At this point, the effort of hauling such weights hanging from my hands makes my dyskinesias flare up, with particularly my neck tendons and muscles spaming in sync with the dyskies, my face making all kind of grimaces and contortions and my entire body trying to flail about only contained somewhat by the heavy loads acting as a keel and my original mental agitation turns into what feels very much like drunkeness, making me walk slow and like a drunkard.

Now, what I want to highlight from this repeated experience is the strong relevance to symptoms exacerbation in PD of any working up of the shoulder/neck area muscles/tendons.

As a further demonstration of the above, during another "on" and overdosed period, I managed to hang up-side down from wrapping my bent legs at the knees around a horizontal steel tube, like the "catcher" in a circus trapezee's act. Seems pretty simple an exercise but let me tell you, the natural body's reaction is to tighten all muscles and tendonsd involved in holding the head attached to the trunk, as if the unnatural head upside down is interpreted as if the head will detach away from the rest of the body which reacts accordingly by tightening all structures involved in keeping both together.
As I was trying to improve blood flow to the brain, said to improve PD symptoms, I maintained the position for some ten minutes, which resulted in a thorough and very counterproductive tensing and tightening of all musclesw intended to relax, for which I paid dearly. I was forced to remain bedridden for the next 24 hours in which I could never quite turn "on", in spite of taking tablet after tablet of levodopa/carbidopa with only minimal relief but never quite coming out of paralysis of the "off" period.

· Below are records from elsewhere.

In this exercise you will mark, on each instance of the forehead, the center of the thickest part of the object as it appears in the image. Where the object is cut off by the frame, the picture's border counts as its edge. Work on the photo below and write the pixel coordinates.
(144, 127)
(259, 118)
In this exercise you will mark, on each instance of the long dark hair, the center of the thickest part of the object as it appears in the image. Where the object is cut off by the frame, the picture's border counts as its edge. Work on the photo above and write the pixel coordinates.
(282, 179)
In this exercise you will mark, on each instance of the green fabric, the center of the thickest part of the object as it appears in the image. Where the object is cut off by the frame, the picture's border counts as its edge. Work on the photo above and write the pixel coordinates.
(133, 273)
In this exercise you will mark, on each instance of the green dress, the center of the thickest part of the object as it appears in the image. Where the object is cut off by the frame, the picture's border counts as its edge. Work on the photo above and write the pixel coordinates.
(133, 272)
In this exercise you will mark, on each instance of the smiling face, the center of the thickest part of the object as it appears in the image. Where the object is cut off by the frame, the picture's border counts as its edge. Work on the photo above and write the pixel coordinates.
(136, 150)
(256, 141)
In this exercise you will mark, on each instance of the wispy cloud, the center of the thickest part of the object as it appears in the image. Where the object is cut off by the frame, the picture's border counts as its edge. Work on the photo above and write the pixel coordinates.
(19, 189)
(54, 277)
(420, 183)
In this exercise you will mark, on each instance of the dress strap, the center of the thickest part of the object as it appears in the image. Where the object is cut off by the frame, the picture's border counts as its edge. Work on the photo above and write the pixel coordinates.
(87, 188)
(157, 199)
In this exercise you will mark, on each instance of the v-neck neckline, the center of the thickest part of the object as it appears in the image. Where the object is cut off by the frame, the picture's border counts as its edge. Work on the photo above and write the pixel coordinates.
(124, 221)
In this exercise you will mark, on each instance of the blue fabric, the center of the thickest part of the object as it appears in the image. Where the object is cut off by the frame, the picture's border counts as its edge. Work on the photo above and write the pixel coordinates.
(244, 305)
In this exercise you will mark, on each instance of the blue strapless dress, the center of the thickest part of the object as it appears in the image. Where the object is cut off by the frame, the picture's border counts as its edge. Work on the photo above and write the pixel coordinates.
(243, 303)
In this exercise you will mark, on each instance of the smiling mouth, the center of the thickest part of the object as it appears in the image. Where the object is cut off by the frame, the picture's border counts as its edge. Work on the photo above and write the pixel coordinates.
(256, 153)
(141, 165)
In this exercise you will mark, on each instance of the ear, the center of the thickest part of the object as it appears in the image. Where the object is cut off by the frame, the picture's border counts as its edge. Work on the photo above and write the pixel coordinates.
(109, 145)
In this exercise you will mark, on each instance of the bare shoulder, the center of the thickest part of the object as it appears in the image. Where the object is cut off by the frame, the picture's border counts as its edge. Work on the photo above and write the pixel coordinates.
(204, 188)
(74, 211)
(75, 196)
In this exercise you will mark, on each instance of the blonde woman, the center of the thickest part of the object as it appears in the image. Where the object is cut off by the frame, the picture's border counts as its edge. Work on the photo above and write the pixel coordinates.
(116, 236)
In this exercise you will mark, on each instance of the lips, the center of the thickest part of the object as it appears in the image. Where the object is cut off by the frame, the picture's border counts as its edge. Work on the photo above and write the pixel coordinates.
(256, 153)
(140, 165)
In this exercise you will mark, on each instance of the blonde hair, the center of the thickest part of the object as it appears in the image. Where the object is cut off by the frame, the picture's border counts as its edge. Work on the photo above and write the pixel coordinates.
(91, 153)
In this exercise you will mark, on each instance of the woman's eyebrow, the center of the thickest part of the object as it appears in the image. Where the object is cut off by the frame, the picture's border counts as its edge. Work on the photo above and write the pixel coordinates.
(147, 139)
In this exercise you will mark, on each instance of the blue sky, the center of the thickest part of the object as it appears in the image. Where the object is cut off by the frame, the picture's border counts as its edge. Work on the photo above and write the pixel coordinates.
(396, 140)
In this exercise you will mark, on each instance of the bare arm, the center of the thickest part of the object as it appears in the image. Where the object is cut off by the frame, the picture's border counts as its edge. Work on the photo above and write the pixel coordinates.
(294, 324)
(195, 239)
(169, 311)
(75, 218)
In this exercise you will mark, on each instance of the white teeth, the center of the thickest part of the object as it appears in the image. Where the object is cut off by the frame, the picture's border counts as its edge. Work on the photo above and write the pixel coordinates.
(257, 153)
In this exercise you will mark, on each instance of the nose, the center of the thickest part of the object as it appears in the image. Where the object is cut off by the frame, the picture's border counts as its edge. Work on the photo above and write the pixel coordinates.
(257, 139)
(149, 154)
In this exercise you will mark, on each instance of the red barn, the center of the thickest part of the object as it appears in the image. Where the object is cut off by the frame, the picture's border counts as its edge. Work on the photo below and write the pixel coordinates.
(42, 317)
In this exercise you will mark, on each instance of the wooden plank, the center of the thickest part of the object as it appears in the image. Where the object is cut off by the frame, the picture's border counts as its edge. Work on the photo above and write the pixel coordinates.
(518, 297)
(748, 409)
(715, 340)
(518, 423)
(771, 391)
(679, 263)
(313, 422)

All of the above was intended to work and research this "neuro-muscular" disorder from the "muscular" end, i.e.: from the outside-in. The relevance of these experiments highlights the importance of a "relaxing, stretching" approach to any muscle work approach in PD, just as "relieving-reducing" psychological stress seems the correct approach on the mental side. I encourage everybody who can do it to take the free trial offer of a type of passive exercise device found in another thread on the subject supported by Dr. Lieberman's studies. Its effectiveness in relieving PD symptoms may surprise many a sophisticated parkie who may think he/she has heard/seen it all. I wish any and all a good shaking.

P.S. "Stress", in its original engineering sense as "the analysis (to the element's rupture, if necessary) of the"efforts" to which a "structural" element (a beam or rafter, for ex.) is subjected to under various "loads", is very fitting.